On the other side of the political spectrum, divisions arise too. Two Democrat senators, Ron Wyden and Mark Udall (left-wing) appeared worrisome and requested that the government reveal more about its practices in data-gathering. On the contrary, Dianne Feinstein (moderate), the Democrat chairwoman of the Senate Intelligence Committee, said that the programmes were “within the law”, that they were part of the government’s obligation of keeping Americans safe, which was something that human intelligence was not going to do. On the same note, President Obama defended the programme through his White House chief of staff, Dennis McDonough, by saying that the “President doesn’t think the program has violated privacy”. To top it all, a bipartisan group of eight senators has introduced legislation that requires the government to detail its understanding of the laws that permit such an extensive surveillance.
Why the division?
First and foremost, as shown above, the division within the American electorate can be explained by political allegiance and the in power/in opposition antagonism which might push towards certain “by default” attitudes. While this would explain the polarization, the slight leaning towards disapproval could be influenced by the decisive bulk of Independents guarding their skepticism towards PRISM.

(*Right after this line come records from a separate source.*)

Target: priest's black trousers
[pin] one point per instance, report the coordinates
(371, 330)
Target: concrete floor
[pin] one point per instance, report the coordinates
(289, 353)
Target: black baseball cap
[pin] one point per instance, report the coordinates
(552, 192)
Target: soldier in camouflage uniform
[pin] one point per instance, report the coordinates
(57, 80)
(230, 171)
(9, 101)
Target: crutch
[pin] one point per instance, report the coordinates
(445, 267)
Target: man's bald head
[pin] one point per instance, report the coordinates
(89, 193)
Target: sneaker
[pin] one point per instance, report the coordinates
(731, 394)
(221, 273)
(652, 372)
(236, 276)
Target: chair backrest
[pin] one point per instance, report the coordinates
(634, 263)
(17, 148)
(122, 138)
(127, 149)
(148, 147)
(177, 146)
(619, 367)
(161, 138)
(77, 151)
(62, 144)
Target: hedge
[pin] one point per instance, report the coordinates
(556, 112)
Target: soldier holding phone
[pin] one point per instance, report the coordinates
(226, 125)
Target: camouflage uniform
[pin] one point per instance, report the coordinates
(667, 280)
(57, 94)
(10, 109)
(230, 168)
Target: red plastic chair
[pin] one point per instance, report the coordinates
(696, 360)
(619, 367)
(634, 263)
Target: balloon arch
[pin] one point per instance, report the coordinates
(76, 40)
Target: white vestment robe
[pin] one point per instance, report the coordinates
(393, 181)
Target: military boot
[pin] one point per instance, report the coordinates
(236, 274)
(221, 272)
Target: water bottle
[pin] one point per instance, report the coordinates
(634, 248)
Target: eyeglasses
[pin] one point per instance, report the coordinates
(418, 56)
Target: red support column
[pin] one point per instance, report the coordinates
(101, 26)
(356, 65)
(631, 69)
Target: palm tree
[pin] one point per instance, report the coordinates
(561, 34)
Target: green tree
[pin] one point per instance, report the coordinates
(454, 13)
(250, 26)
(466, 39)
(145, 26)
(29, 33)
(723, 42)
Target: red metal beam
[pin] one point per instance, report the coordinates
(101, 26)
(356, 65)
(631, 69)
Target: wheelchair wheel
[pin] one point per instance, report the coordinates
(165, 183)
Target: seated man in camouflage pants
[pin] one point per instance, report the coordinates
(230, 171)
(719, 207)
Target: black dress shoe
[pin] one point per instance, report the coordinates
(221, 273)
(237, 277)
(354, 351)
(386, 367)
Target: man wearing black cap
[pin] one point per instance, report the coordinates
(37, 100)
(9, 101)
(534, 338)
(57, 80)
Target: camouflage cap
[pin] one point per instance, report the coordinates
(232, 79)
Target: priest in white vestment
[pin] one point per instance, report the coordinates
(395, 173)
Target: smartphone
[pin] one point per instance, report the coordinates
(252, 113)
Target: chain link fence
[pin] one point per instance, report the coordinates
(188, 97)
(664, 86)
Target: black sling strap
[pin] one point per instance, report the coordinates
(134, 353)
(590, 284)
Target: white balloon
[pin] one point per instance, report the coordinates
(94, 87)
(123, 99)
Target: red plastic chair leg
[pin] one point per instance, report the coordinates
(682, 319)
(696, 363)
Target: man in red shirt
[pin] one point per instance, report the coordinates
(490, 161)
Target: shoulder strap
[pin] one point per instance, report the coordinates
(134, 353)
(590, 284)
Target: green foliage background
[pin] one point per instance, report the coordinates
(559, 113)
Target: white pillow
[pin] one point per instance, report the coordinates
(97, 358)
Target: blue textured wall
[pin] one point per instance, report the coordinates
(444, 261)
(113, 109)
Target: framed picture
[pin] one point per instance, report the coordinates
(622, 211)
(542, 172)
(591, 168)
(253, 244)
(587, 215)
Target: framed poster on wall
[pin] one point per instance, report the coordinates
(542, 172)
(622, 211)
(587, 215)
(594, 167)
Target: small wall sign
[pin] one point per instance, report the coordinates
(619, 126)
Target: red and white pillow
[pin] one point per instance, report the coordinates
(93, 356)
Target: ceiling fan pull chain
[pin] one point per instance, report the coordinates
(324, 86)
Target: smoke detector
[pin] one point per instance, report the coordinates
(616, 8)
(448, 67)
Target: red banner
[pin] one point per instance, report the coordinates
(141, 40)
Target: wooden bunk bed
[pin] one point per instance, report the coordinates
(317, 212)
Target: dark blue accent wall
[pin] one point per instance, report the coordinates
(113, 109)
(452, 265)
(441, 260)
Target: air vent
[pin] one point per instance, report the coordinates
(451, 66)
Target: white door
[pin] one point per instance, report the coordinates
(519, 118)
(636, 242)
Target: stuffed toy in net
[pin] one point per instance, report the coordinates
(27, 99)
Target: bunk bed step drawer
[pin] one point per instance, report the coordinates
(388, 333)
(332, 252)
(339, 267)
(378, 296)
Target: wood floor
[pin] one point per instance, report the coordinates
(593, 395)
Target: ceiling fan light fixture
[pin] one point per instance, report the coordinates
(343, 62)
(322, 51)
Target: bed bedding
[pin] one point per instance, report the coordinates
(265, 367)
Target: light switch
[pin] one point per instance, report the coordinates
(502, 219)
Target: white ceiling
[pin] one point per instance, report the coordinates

Nevertheless, without the leadership of the higher ranking representatives which are themselves facing intra-partisan divisions, one can understand why the electorate is still hesitant in forming an overwhelming majority over the issue. After years of leading a “war against terror”, the conservative leaning Americans who agree with the surveillance scheme may embrace the idea that exceptional times demand exceptional measures. Also, what might be regarded as the US government’s “salami tactics”, might have made even the most exceptional measures seem somehow normal and not shocking to those Americans agreeing with them in general terms. From this standpoint, PRISM could and should act like a cold shower that puts the fight against terrorism back into perspective.
Unfortunately, however, it would be too optimistic to believe that the programme will suddenly come to a halt. Most probably PRISM will stir a much needed heated debate, will provoke numerous congressional hearings and, in the best of cases, create a clear majority in the electorate that will demand some limits be put to the surveillance. Nevertheless, once the limits of privacy have been breached, one must not expect miracles either – any downsize of PRISM would look like a success compared to the nowadays breadth of the scheme, but, as long as the programme stays in place, some doubts will always arise as to its methods.